Is 2.9.3 a duplicate of 6.5.2 (crypto algorithms)

[tghosth]

Chapter text for 2.9:

Cryptographic authentication mechanism include smart cards or FIDO keys, where the user has to plug in or pair the cryptographic device to the computer to complete authentication. The authenticatoin server will send a challenge nonce to the cryptographic device or software, and the device or software calculates a response based upon a securely stored cryptographic key.

The requirements for single-factor cryptographic devices and software, and multi-factor cryptographic devices and software are the same, as verification of the cryptographic device proves possession of the authentication factor.

Relevant requirements for this issue:

#	Description	Level	CWE
2.9.3	[MODIFIED, LEVEL L2 > L3] Verify that approved cryptographic algorithms are used in the generation, seeding, and verification of the cryptographic keys.	3	327
6.5.2	[ADDED, SPLIT FROM 6.2.5, COVERS 6.2.3, LEVEL L2 > L1] Verify that only secure, authenticated ciphers and modes such as AES with GCM are used.	1	326

Should 2.9.3 be merged into 6.5.2? Feels like it is covered there. Is this something that absolutely needs its own separate requirement.

@elarlang @jmanico @randomstuff

[randomstuff]

6.5.2 is actually about encryption (cipher). Smart card and (I think) FIDO keys use digital signatures so they are not really covered by 6.5.2.

I agree that 2.9.3 should be covered by some requirement in 6.x. We don't really have requirements about digital signatures in V6 however.

[jmanico]

I think these can absolutely be merged. There is likely a lot of other merging possible in the crypto section. Perhaps for this one we may want to go this route: Verify that only approved cryptographic algorithms and modes of operation are used for key generation, seeding, verification, and encryption.

[randomstuff]

Verify that only approved cryptographic algorithms and modes of operation are used for key generation, seeding, verification, and encryption.

Yes, I agree that such a change makes sense in order to have a more exhaustive coverage of cryptographic topics without delving too deep into the details and without having huge number of similar requirements.

I think we would have to add "digital signature" and "MAC" as well (there is "verification" in your proposition but not generation of these). It could make sense sense to include Key Exchange as well (which is currently in 6.7.1).

[jmanico]

So how about: Verify that only approved cryptographic algorithms and modes of operation are used for key generation, key exchange, seeding, digital signature generation and verification, message authentication code (MAC) generation and verification, and encryption.

[randomstuff]

That looks OK for me but I think some additional opinion on this would be welcome.

It might make some existing requirements redundant though.

For example, if we go this route, would we have to remove 6.7.1? It's partially redundant but provides more context and extra requirements:

6.7.1 [ADDED] Verify that industry-proven cryptographic algorithms are used for key exchange (such as Diffie-Hellman) with a focus on ensuring that key exchange mechanisms use secure parameters. This should prevent attacks on the key establishment process which could lead to adversary-in-the-middle attacks or cryptographic breaks.

---

One thing, I forgot in my previous comment was that this requirement is currently is "Encryption Algorithms". This would have to be renamed info "Cryptographic Algorithms" or "Encryption Mechanisms".

[jmanico]

I prefer to reduce the crypto requirements and drop 6.7.1 and others. I think we are getting too deep in the weeds. But I agree that others should chime in first.

• In general, I'd like to split all crypto requirements into their own version of ASVS - CASVS - just for crypto so we can go "all the way" with detail.

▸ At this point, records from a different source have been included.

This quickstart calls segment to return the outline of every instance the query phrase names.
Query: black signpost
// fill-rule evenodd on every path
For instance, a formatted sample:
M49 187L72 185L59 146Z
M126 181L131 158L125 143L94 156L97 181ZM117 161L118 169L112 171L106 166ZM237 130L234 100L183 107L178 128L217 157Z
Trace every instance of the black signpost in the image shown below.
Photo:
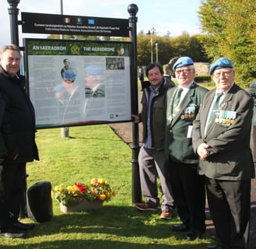
M22 12L22 20L18 21L20 0L7 0L10 8L10 30L12 44L19 46L18 25L22 25L23 33L59 33L87 36L129 37L132 44L131 65L131 111L138 112L137 93L137 22L136 14L138 7L135 4L128 6L130 16L128 19L98 18L92 16L76 16L67 15L49 15L41 13ZM141 191L139 177L138 153L139 132L138 124L133 123L132 149L132 201L141 202ZM21 214L24 216L26 202L23 200Z

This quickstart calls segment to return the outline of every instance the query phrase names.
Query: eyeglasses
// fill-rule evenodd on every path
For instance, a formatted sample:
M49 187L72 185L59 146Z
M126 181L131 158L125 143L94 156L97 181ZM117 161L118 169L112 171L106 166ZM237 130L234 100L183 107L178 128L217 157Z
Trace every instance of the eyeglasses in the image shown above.
M215 77L219 78L221 75L222 75L224 77L229 77L231 75L231 72L233 72L233 70L230 71L224 71L224 72L218 72L217 73L212 74Z
M180 75L182 72L187 74L189 72L192 71L194 69L177 69L175 70L175 72L178 75Z

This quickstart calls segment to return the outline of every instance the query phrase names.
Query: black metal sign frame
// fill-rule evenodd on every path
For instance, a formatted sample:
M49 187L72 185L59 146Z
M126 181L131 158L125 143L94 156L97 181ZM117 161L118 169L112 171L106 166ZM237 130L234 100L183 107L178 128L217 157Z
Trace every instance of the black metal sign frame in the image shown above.
M130 36L129 21L93 16L21 12L23 33L86 36Z

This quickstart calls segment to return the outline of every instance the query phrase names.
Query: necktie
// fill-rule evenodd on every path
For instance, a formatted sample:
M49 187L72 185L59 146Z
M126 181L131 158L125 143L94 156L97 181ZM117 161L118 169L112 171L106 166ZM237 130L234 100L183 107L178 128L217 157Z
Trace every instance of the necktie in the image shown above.
M172 114L176 114L178 111L178 107L180 104L181 93L183 89L180 87L178 89L178 91L175 96L173 105L172 105Z
M220 100L220 98L222 97L222 96L223 94L224 94L223 93L219 93L216 94L217 97L216 97L216 100L215 100L215 101L213 104L213 107L212 107L211 116L210 116L210 118L209 118L208 123L208 127L210 125L210 124L212 122L214 117L215 117L215 112L216 112L216 110L219 107L219 100Z

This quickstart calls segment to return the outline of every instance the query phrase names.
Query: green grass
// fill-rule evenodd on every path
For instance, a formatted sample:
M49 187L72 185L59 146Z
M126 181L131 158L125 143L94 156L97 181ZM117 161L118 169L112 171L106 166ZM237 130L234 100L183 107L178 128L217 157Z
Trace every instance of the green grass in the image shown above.
M51 221L34 222L26 239L1 238L1 249L201 249L212 242L208 233L187 241L186 233L170 230L179 223L177 216L165 221L159 219L160 209L143 212L133 206L131 149L108 125L70 128L69 136L61 138L59 128L37 132L41 160L27 164L28 187L44 181L55 187L104 177L116 196L100 210L77 213L62 213L53 200Z

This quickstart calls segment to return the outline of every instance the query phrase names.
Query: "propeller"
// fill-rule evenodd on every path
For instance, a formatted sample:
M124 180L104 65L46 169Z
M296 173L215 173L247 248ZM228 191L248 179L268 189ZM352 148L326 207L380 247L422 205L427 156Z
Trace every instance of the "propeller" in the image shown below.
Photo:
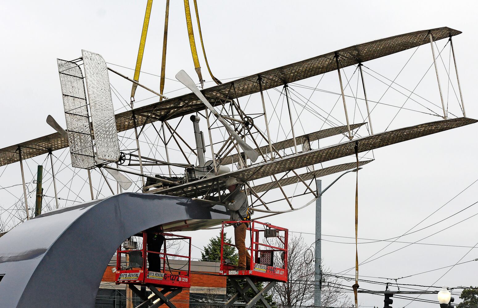
M98 164L104 164L108 162L106 160L102 160L96 157L95 158L95 161ZM108 173L115 178L116 181L120 184L120 186L124 190L127 190L129 188L133 183L128 178L120 173L118 171L113 170L112 169L109 169L108 168L103 168L103 169L108 171Z
M66 139L68 139L68 132L64 129L63 127L60 126L60 124L59 124L58 122L56 122L54 118L53 118L53 117L50 115L48 115L48 116L46 117L46 123L48 123L48 125L53 127L53 129L57 131L60 135ZM104 160L98 159L96 157L95 158L95 161L98 164L104 164L107 162ZM108 173L111 174L111 176L115 178L115 180L116 180L116 181L120 184L120 186L121 186L121 188L123 189L128 189L133 183L128 179L128 178L120 173L119 171L116 170L108 169L107 168L104 169L106 169L106 171L108 171Z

I don't think ASVS is the right place for that level of detail.
• An the work done recently in ASVS crypto is truly amazing. I am a huge fan of the work.

[randomstuff]

OK for me. The second part of 6.7.1 is, I think, already mostly covered by requirements in V9.

[randomstuff]

Actually, we already have:

6.2.2 Verify that industry proven or government approved cryptographic algorithms, modes, and libraries are used, instead of custom coded cryptography.

which is quite similar to proposed:

Verify that only approved cryptographic algorithms and modes of operation are used for key generation, key exchange, seeding, digital signature generation and verification, message authentication code (MAC) generation and verification, and encryption.

Can we merge all of this into 6.2.2?

---

Actually I would want to split 6.2.2 into:

• one requirement about "approved algorithms and modes";
• move the "libraries" topic in a separate requirement.

6.2.2 Verify that only approved cryptographic algorithms and modes of operation are used for key generation, key exchange, seeding, digital signature generation and verification, message authentication code (MAC) generation and verification, and encryption.

6.2.X Verify that industry proven libraries for cryptographic operations.

[jmanico]

Actually I would want to split 6.2.2 into:
one requirement about "approved algorithms and modes";
move the "libraries" topic in a separate requirement.

I support this direction. I like it.